Yes that's him cally, he looks the image of mine which is so confusing! X


----------



## crabbymare (15 September 2011)

Does yours have a brand? Some are very faint and may not be seen unless the horse is clipped?  It would make identification easier if therewas one.


----------



## Parisexx (15 September 2011)

Never seen one no as never clipped her. Would it be on shoulder or bum? X


----------



## cally6008 (15 September 2011)

Found details ... NED, I should have checked there first, DOH!

Equine Details - Evranchin
Date of Birth	
Gender	Female
Colour	Unknown
Height	
Sire Name	Rivaal
Dam Name	Ardoldiene
Breed	(Kwpn)
Submitted by	Warmblood Breeders Studbook &#8211; UK
Studbook/Section	Basic Identity documents
Birth Country	Not supplied by PIO

Warmblood Breeders Studbook &#8211; UK
Tel: 01208 832940
www.bwbs.co.uk
sue@bwbs.co.uk

Evranchin has only had one foal


----------



## Parisexx (16 September 2011)

Oooo that's her dam! Well done u I couldn't find anything! U say she has only had one foal, does it say foals name 
Thank u  x


----------



## crabbymare (16 September 2011)

The brand would be on the bum, but now cally6008 has found the dam thats on her papers you could if you wanted to try to find out if she was dna tested and if so you could get yours tested to see if she really is out of that mare. If she is from the mare then the mystery of the wrong markings may stay a mystery!


----------



## Meowy Catkin (16 September 2011)

Parisexx said:



			Oooo that's her dam! Well done u I couldn't find anything! U say she has only had one foal, does it say foals name 
Thank u  x
		
Click to expand...

I'm sorry to put a dampener on things, but I don't believe that Evranchin is your mare's dam. 

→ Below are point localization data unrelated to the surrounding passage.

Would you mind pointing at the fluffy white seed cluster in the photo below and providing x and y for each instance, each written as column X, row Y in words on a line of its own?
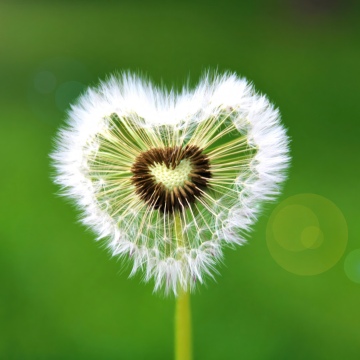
column 238, row 130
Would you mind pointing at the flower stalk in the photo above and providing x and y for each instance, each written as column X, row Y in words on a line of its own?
column 183, row 343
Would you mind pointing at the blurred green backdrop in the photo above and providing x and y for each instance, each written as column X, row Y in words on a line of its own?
column 61, row 295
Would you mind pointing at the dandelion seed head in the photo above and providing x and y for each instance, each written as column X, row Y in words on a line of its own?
column 145, row 165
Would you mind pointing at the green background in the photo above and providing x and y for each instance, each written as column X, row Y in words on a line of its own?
column 61, row 295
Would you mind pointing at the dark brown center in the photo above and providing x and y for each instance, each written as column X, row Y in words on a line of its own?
column 183, row 187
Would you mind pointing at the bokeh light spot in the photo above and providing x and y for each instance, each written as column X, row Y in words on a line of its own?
column 352, row 266
column 312, row 237
column 306, row 234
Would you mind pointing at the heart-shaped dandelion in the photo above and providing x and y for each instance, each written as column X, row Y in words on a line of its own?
column 167, row 178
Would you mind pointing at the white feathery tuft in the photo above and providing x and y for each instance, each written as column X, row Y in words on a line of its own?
column 110, row 126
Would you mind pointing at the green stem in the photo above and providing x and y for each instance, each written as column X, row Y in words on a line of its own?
column 183, row 344
column 183, row 348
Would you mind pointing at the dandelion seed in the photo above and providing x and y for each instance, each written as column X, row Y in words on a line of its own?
column 144, row 164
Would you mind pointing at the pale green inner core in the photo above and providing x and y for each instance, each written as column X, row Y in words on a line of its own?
column 172, row 178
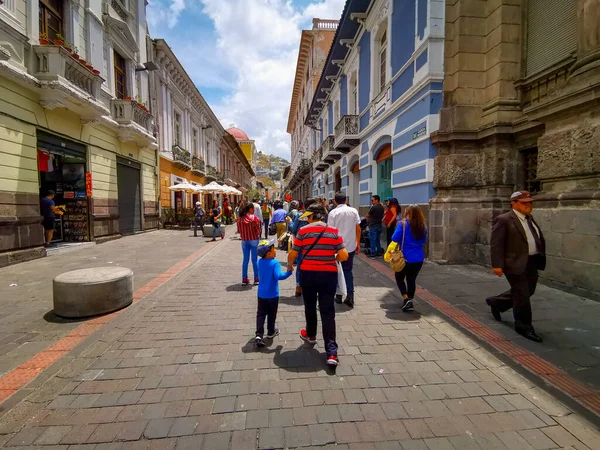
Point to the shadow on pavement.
(53, 318)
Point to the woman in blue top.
(413, 229)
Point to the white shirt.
(528, 234)
(345, 219)
(257, 211)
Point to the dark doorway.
(130, 207)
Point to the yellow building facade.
(83, 132)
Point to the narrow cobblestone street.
(178, 370)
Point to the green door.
(384, 179)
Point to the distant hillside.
(269, 166)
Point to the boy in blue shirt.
(270, 273)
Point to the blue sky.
(242, 56)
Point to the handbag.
(341, 288)
(397, 259)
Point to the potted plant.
(60, 40)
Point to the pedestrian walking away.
(48, 210)
(280, 219)
(347, 221)
(320, 246)
(267, 213)
(410, 236)
(375, 218)
(392, 213)
(198, 219)
(216, 215)
(518, 251)
(250, 229)
(268, 290)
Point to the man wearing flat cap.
(518, 251)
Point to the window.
(177, 128)
(120, 79)
(530, 167)
(195, 140)
(383, 60)
(51, 19)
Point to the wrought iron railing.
(182, 156)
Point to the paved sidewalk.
(177, 370)
(27, 324)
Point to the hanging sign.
(88, 184)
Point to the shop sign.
(88, 184)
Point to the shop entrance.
(62, 168)
(130, 205)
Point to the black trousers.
(410, 272)
(267, 308)
(320, 286)
(522, 287)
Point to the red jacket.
(249, 227)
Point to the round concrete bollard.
(89, 292)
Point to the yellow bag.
(394, 254)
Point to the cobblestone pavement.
(178, 370)
(27, 325)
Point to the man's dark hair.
(340, 198)
(309, 201)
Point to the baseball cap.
(315, 208)
(521, 196)
(264, 246)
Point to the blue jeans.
(375, 238)
(348, 275)
(216, 225)
(250, 247)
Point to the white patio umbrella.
(183, 187)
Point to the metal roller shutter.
(130, 208)
(551, 33)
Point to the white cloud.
(254, 58)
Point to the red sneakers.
(306, 338)
(332, 360)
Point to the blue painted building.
(378, 100)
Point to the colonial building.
(74, 118)
(189, 132)
(377, 102)
(521, 111)
(314, 47)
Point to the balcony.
(330, 154)
(318, 162)
(134, 119)
(198, 167)
(346, 133)
(182, 159)
(67, 83)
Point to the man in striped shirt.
(320, 246)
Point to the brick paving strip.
(588, 398)
(178, 371)
(12, 381)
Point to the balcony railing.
(198, 166)
(346, 133)
(330, 154)
(182, 158)
(128, 112)
(56, 64)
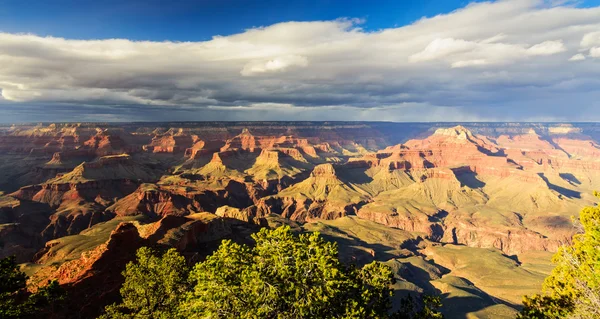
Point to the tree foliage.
(154, 286)
(283, 276)
(17, 302)
(573, 288)
(286, 276)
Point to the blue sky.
(505, 60)
(185, 20)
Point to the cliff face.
(511, 187)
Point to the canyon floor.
(470, 211)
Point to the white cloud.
(440, 48)
(590, 39)
(577, 57)
(462, 64)
(547, 48)
(489, 58)
(277, 64)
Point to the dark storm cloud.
(504, 60)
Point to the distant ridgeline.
(468, 211)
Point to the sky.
(444, 60)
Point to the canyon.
(470, 211)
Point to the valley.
(470, 211)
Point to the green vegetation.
(17, 302)
(282, 276)
(154, 286)
(573, 288)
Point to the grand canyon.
(470, 211)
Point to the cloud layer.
(505, 60)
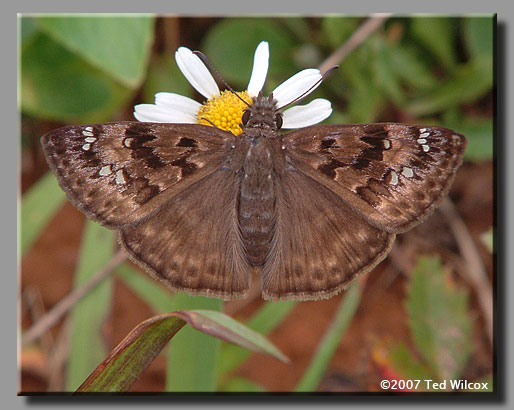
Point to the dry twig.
(357, 38)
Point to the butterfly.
(199, 208)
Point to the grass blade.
(330, 341)
(269, 316)
(135, 353)
(87, 345)
(38, 206)
(158, 298)
(193, 352)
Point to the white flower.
(175, 108)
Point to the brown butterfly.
(199, 208)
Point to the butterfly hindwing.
(320, 244)
(394, 175)
(193, 243)
(118, 173)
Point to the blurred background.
(424, 313)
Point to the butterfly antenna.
(204, 58)
(325, 75)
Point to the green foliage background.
(427, 70)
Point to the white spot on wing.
(120, 178)
(407, 172)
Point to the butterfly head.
(262, 115)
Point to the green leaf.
(38, 206)
(438, 35)
(264, 321)
(407, 62)
(406, 364)
(384, 76)
(439, 319)
(230, 45)
(149, 290)
(164, 75)
(28, 28)
(135, 353)
(467, 83)
(360, 89)
(58, 85)
(326, 349)
(479, 35)
(194, 353)
(118, 46)
(88, 317)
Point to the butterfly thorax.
(262, 116)
(257, 199)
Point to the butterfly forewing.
(392, 174)
(320, 244)
(119, 173)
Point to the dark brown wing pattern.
(393, 175)
(193, 243)
(320, 244)
(119, 173)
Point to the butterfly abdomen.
(257, 203)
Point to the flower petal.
(196, 72)
(304, 115)
(177, 102)
(260, 69)
(157, 113)
(296, 86)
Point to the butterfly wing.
(320, 244)
(193, 243)
(119, 173)
(393, 175)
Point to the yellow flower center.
(224, 111)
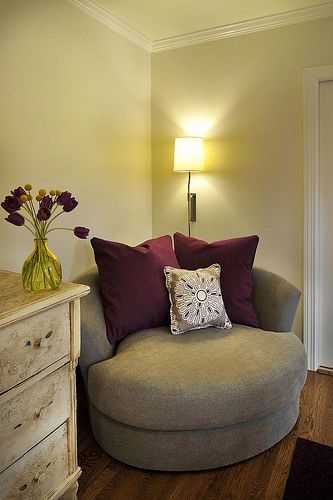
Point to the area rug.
(311, 472)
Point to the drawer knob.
(41, 413)
(42, 343)
(39, 477)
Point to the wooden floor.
(261, 477)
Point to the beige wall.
(244, 95)
(74, 114)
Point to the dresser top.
(16, 303)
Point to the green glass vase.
(42, 269)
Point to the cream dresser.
(39, 349)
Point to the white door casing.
(312, 79)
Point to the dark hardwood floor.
(262, 477)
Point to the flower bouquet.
(42, 269)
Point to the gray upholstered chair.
(199, 400)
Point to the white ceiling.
(160, 19)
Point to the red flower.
(11, 204)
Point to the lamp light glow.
(189, 154)
(189, 157)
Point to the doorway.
(318, 269)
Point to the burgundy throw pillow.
(235, 257)
(132, 284)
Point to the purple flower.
(18, 192)
(70, 205)
(81, 232)
(11, 204)
(46, 202)
(64, 198)
(16, 219)
(43, 214)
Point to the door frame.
(312, 77)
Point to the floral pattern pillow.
(196, 299)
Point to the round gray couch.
(199, 400)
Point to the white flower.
(198, 297)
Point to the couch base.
(192, 450)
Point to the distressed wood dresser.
(39, 349)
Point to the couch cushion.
(196, 299)
(236, 257)
(211, 379)
(131, 280)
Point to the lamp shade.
(189, 154)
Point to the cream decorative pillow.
(196, 299)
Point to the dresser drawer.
(33, 343)
(34, 413)
(37, 473)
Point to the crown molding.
(105, 17)
(229, 30)
(253, 25)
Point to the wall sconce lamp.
(189, 157)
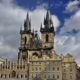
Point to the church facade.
(37, 59)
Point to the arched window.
(25, 40)
(47, 38)
(13, 74)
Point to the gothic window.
(17, 76)
(25, 76)
(5, 75)
(57, 76)
(21, 76)
(25, 39)
(47, 38)
(13, 74)
(1, 75)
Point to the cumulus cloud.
(72, 23)
(11, 19)
(70, 43)
(73, 6)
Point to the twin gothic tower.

The piece of paper that has the breeding on, has the horse's colour down as 'grey, born chestnut'. As your mare is bay, this piece of paperwork doesn't match her, therefore the Dam and Sire mentioned are refering to the mystery grey and not your bay horse.


----------



## cally6008 (16 September 2011)

Parisexx, NED doesn't show foals name unless you pay for it or ask someone who's purchased credits to find out for you. You could try phoning the BWBS and see if they can help.


----------



## Parisexx (16 September 2011)

I thought maybe they just got the markings wrong but no, thinking about it more it's not her is it? 
Why would they get a fake or wrong document and where from? I might put a pik in NL later to see if anyone can age her x


----------



## Meowy Catkin (16 September 2011)

Why? Maybe because they can ask more money for a pedigree KWPN, rather than just a mare of unknown breeding?


----------



## Parisexx (16 September 2011)

Yep I suppose it all boils down to money doesn't it! Thanks  x


----------



## cally6008 (16 September 2011)

Parisexx said:



			Oooo that's her dam! Well done u I couldn't find anything! U say she has only had one foal, does it say foals name 
Thank u  x
		
Click to expand...

Equine Details - Little Lady
Date of Birth	
Gender	Female
Colour	Unknown
Height	
Sire Name	Zuidhorn - http://www.sporthorse-data.com/d?i=481814
Dam Name	Evranchin
Breed	(Kwpn)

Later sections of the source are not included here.